Basic pivoting/widening of a table

Consider the following MWE:

using DataFrames 

df_str = """
mdate	type	yesno	workerid
1/1/2020	pcr	no	1
1/1/2020	molecular	yes	1
1/1/2020	pcr	yes	2
1/1/2020	molecular	yes	2
1/1/2020	antigen	yes	2
1/1/2020	molecular	no	3
1/2/2020	pcr	no	1
1/2/2020	molecular	yes	1
1/2/2020	antigen	yes	1
1/2/2020	molecular	yes	2
1/2/2020	antigen	yes	3
1/2/2020	molecular	no	3
1/2/2020	pcr	yes	3    
"""
df = CSV.File(IOBuffer(df_str)) |> DataFrame!

I would like to widen this table, i.e.

# pivot 
widedf = unstack(df, :type, :yesno)
# pivot 
widedf = unstack(df, :type, :yesno)
pretty_table(widedf, crop=:none)
┌──────────┬──────────┬────────────────────────┬────────────────────────┬────────────────────────┐
│    mdate │ workerid │                antigen │              molecular │                    pcr │
│   String │    Int64 │ Union{Missing, String} │ Union{Missing, String} │ Union{Missing, String} │
├──────────┼──────────┼────────────────────────┼────────────────────────┼────────────────────────┤
│ 1/1/2020 │        1 │                missing │                    yes │                     no │
│ 1/1/2020 │        2 │                    yes │                    yes │                    yes │
│ 1/1/2020 │        3 │                missing │                     no │                missing │
│ 1/2/2020 │        1 │                    yes │                    yes │                     no │
│ 1/2/2020 │        2 │                missing │                    yes │                missing │
│ 1/2/2020 │        3 │                    yes │                     no │                    yes │

but I would like to fix a few things here:

  1. I would like to change the column types to purely String.
  2. I would like to replace the missing data with no.
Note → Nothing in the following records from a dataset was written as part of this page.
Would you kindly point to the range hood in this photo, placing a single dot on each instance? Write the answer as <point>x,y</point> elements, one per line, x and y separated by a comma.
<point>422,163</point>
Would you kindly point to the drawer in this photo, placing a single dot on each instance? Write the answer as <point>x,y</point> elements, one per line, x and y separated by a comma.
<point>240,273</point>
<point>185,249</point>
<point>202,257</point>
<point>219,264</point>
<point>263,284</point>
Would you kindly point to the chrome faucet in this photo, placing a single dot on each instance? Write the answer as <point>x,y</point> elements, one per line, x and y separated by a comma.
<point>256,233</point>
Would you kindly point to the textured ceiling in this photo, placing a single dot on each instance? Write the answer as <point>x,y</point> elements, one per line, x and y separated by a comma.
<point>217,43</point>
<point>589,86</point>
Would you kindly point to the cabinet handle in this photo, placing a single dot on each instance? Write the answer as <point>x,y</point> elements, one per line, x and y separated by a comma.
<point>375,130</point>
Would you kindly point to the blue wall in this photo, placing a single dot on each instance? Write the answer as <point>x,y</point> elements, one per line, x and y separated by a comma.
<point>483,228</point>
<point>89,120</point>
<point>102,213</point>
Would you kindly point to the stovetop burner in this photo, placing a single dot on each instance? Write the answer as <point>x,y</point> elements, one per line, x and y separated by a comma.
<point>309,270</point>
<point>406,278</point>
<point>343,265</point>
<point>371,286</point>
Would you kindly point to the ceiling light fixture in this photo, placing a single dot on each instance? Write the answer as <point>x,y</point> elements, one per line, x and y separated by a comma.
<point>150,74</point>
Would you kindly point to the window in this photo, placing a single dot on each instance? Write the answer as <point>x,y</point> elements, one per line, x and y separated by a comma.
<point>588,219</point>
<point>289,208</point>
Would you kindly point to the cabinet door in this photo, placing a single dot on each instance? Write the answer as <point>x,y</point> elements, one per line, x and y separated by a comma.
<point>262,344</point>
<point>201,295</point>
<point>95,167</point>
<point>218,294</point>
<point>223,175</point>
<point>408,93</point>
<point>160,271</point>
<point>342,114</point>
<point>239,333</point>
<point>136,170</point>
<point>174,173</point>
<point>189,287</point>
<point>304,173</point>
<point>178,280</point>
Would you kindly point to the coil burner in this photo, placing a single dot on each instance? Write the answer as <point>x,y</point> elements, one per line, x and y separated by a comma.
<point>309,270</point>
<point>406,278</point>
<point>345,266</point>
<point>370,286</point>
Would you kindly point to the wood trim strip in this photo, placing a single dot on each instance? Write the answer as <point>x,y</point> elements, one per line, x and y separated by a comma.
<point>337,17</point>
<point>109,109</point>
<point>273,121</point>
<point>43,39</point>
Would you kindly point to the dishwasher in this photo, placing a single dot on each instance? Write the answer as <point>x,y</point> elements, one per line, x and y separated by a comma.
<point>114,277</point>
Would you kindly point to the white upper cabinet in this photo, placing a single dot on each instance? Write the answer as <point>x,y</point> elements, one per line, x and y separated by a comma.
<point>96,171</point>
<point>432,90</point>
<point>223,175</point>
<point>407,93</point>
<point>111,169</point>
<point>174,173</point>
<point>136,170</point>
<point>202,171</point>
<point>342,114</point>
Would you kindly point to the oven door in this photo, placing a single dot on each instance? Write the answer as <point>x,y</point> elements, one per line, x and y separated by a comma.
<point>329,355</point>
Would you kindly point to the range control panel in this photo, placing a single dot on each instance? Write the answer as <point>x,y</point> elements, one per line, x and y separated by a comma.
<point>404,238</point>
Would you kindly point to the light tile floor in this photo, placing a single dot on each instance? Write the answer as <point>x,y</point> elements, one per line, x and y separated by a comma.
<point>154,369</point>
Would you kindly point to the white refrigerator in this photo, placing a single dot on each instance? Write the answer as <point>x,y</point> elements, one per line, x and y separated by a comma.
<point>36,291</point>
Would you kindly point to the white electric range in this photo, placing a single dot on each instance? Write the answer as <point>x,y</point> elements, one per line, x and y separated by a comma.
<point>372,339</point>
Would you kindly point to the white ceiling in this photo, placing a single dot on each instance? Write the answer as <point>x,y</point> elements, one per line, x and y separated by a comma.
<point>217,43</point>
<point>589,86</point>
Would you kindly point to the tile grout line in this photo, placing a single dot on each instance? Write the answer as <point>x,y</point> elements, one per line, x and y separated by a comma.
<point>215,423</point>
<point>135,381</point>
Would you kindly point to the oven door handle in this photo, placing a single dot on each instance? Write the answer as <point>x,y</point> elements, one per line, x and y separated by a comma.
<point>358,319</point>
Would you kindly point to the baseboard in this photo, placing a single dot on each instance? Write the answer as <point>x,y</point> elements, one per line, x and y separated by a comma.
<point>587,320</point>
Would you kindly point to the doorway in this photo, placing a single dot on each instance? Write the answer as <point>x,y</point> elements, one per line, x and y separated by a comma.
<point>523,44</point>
A better read command is the following

julia> df = CSV.read(IOBuffer(df_str), DataFrame; delim = " ", ignorerepeated = true)
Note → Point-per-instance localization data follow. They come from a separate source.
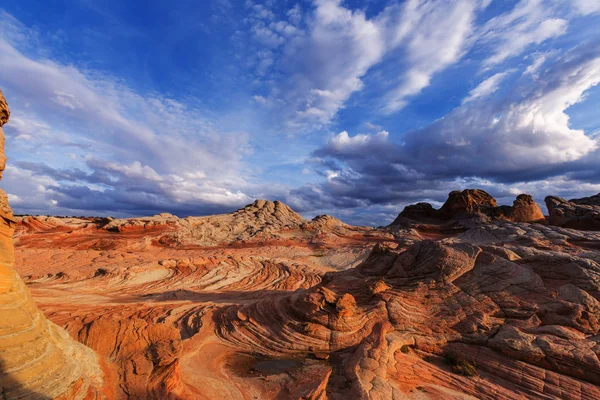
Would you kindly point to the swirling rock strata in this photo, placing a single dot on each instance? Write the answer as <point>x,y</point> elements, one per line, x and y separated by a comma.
<point>38,360</point>
<point>581,214</point>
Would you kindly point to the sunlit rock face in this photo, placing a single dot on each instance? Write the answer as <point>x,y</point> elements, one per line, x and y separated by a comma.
<point>581,213</point>
<point>38,359</point>
<point>469,301</point>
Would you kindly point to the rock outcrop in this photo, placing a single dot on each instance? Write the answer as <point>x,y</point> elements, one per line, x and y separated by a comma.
<point>580,214</point>
<point>467,203</point>
<point>38,359</point>
<point>525,209</point>
<point>471,204</point>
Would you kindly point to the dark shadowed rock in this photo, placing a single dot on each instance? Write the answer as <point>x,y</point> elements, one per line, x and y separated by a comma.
<point>578,214</point>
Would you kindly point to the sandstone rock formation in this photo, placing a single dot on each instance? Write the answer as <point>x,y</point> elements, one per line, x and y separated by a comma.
<point>577,214</point>
<point>38,359</point>
<point>471,204</point>
<point>221,307</point>
<point>525,209</point>
<point>469,301</point>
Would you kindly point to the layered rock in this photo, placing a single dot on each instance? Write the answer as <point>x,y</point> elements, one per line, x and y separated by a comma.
<point>38,360</point>
<point>438,315</point>
<point>577,214</point>
<point>471,204</point>
<point>468,202</point>
<point>525,209</point>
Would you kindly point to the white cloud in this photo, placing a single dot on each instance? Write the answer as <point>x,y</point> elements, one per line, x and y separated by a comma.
<point>140,140</point>
<point>434,37</point>
<point>486,87</point>
<point>509,34</point>
<point>586,7</point>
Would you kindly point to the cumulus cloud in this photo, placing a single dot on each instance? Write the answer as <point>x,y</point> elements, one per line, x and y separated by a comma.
<point>509,34</point>
<point>509,144</point>
<point>487,87</point>
<point>127,149</point>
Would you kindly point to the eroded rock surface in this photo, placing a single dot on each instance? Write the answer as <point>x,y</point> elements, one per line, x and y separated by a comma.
<point>471,205</point>
<point>577,214</point>
<point>222,307</point>
<point>38,359</point>
<point>469,301</point>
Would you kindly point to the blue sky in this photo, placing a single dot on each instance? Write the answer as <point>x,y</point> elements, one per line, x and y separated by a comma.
<point>352,108</point>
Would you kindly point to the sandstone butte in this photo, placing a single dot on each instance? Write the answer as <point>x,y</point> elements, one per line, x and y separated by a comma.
<point>473,300</point>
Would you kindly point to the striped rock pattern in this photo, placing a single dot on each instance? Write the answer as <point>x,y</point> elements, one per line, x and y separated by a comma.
<point>38,359</point>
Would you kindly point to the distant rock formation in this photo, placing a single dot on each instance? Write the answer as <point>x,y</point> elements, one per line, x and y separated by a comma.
<point>468,202</point>
<point>583,214</point>
<point>472,203</point>
<point>525,209</point>
<point>38,359</point>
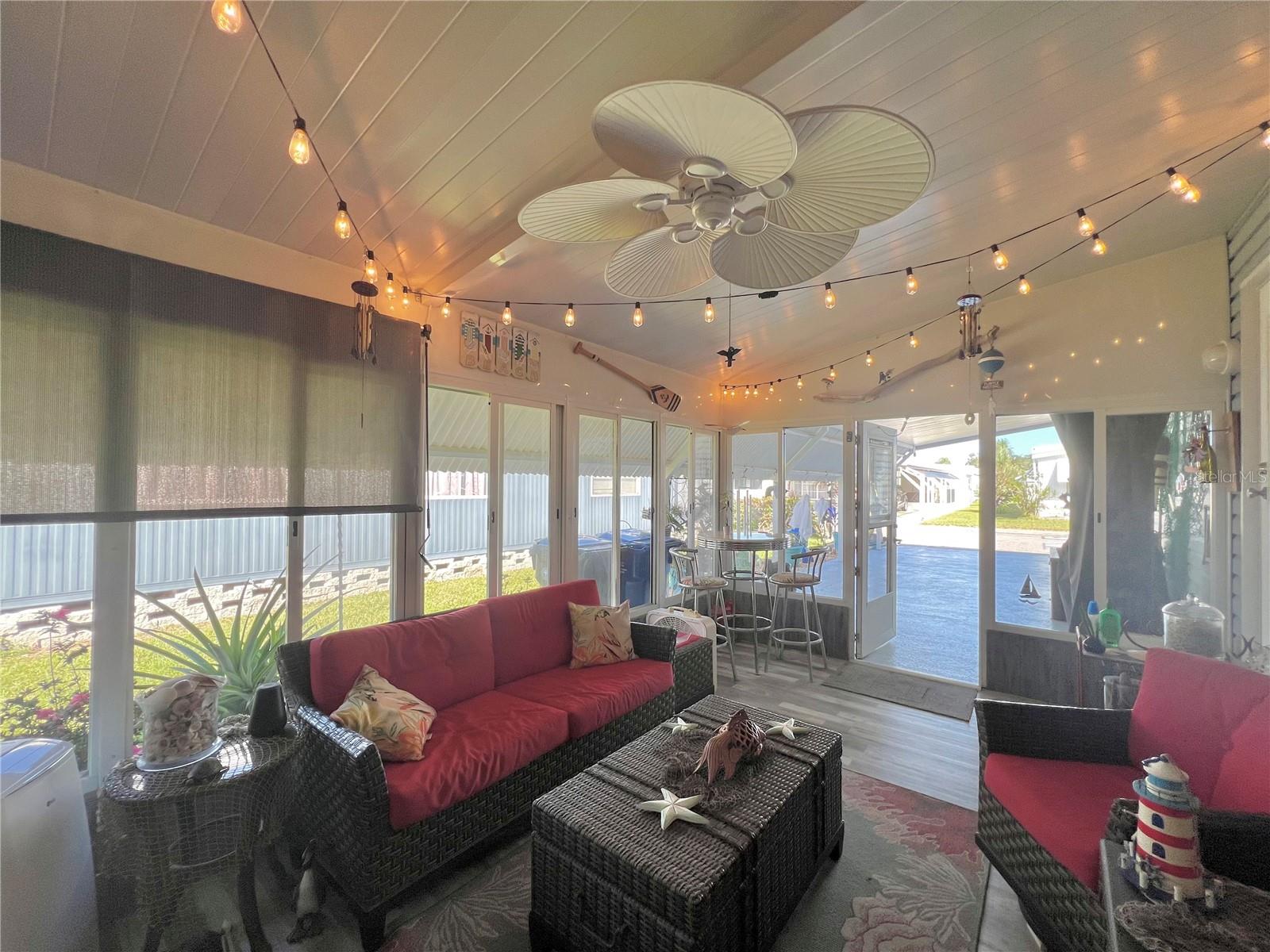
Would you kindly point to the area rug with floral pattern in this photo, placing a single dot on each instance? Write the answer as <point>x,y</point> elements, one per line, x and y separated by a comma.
<point>910,880</point>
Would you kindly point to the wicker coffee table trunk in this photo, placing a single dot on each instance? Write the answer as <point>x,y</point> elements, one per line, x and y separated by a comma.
<point>607,877</point>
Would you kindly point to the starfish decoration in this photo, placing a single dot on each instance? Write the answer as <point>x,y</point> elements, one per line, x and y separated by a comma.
<point>673,808</point>
<point>787,727</point>
<point>679,727</point>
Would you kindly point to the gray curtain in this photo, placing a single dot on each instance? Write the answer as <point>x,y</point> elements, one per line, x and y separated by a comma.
<point>137,389</point>
<point>1075,575</point>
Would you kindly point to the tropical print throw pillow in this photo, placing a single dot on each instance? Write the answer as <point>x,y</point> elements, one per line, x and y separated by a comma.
<point>394,720</point>
<point>601,635</point>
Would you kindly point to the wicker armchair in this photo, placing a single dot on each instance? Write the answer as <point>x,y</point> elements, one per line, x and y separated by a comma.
<point>1062,911</point>
<point>346,799</point>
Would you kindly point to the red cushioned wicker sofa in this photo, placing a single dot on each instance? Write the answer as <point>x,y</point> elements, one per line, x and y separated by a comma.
<point>1048,777</point>
<point>514,721</point>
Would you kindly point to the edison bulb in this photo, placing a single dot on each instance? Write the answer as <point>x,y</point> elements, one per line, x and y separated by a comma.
<point>298,149</point>
<point>343,224</point>
<point>228,16</point>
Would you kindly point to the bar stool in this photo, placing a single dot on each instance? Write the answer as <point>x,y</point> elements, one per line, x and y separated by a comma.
<point>711,585</point>
<point>804,575</point>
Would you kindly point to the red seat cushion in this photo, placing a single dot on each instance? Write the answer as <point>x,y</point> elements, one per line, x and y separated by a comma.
<point>592,697</point>
<point>1244,776</point>
<point>442,659</point>
<point>533,631</point>
<point>1064,804</point>
<point>1189,708</point>
<point>474,744</point>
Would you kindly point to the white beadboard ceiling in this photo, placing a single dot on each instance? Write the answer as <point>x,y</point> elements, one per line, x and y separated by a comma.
<point>441,120</point>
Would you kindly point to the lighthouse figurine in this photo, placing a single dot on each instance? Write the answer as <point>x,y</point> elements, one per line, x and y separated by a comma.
<point>1162,856</point>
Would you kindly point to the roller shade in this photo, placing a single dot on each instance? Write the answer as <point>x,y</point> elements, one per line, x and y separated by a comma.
<point>135,389</point>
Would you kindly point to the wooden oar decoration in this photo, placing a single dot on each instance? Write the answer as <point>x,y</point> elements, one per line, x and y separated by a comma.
<point>662,397</point>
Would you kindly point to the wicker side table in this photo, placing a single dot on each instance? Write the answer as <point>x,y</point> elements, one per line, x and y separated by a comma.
<point>175,833</point>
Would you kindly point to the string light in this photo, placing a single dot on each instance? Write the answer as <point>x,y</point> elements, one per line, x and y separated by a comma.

You can’t do that replace part with just unstack. It’s best to just perform the replacements, or use coalesce after the unstack command.
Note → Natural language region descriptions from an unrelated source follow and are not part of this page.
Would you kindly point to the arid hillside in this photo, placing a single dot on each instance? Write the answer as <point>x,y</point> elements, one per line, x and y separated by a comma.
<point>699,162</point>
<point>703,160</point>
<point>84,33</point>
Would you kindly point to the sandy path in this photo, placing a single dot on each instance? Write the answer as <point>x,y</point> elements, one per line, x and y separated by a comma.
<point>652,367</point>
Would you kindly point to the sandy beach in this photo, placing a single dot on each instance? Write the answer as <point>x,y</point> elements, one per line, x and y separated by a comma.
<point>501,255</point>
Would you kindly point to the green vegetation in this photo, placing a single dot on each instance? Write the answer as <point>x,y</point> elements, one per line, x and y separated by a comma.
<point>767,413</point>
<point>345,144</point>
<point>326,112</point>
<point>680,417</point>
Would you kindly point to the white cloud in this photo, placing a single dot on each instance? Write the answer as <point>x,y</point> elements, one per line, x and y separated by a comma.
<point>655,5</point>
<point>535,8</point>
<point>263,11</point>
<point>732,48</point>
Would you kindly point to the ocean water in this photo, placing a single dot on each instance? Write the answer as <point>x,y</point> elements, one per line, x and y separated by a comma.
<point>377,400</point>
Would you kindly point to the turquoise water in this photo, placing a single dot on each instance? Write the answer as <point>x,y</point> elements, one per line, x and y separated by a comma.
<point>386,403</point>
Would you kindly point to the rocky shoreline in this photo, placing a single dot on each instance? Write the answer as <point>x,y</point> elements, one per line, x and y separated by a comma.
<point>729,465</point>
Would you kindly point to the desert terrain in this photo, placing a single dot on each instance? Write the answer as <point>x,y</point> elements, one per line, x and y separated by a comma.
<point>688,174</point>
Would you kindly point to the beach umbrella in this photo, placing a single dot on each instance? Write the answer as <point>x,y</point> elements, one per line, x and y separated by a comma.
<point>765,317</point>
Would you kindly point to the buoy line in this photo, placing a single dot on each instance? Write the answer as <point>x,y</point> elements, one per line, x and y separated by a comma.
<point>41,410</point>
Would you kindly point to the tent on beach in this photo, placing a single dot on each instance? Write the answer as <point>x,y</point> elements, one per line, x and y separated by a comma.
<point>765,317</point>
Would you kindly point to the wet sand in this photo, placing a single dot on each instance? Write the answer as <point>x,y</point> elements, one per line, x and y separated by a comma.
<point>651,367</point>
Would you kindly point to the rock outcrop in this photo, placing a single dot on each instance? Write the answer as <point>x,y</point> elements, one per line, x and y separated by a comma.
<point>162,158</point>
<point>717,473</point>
EDIT: The best way to get an MWE is the following:

julia> io = IOBuffer()
IOBuffer(data=UInt8[...], readable=true, writable=true, seekable=true, append=false, size=0, maxsize=Inf, ptr=1, mark=-1)

julia> CSV.write(io, df);

julia> df_str = String(take!(io))
"mdate,type,yesno,workerid\n1/1/2020,pcr,no,1\n1/1/2020,molecular,yes,1\n1/1/2020,pcr,yes,2\n1/1/2020,molecular,yes,2\n1/1/2020,antigen,yes,2\n1/1/2020,molecular,no,3\n1/2/2020,pcr,no,1\n1/2/2020,molecular,yes,1\n1/2/2020,antigen,yes,1\n1/2/2020,molecular,yes,2\n1/2/2020,antigen,yes,3\n1/2/2020,molecular,no,3\n1/2/2020,pcr,yes,3\n"

julia> println(df_str)
mdate,type,yesno,workerid
1/1/2020,pcr,no,1
1/1/2020,molecular,yes,1
1/1/2020,pcr,yes,2
1/1/2020,molecular,yes,2
1/1/2020,antigen,yes,2
1/1/2020,molecular,no,3
1/2/2020,pcr,no,1
1/2/2020,molecular,yes,1
1/2/2020,antigen,yes,1
1/2/2020,molecular,yes,2
1/2/2020,antigen,yes,3
1/2/2020,molecular,no,3
1/2/2020,pcr,yes,3

Then you can copy and paste that and do the CSV.read trick. It would be great is someone made this little process a package.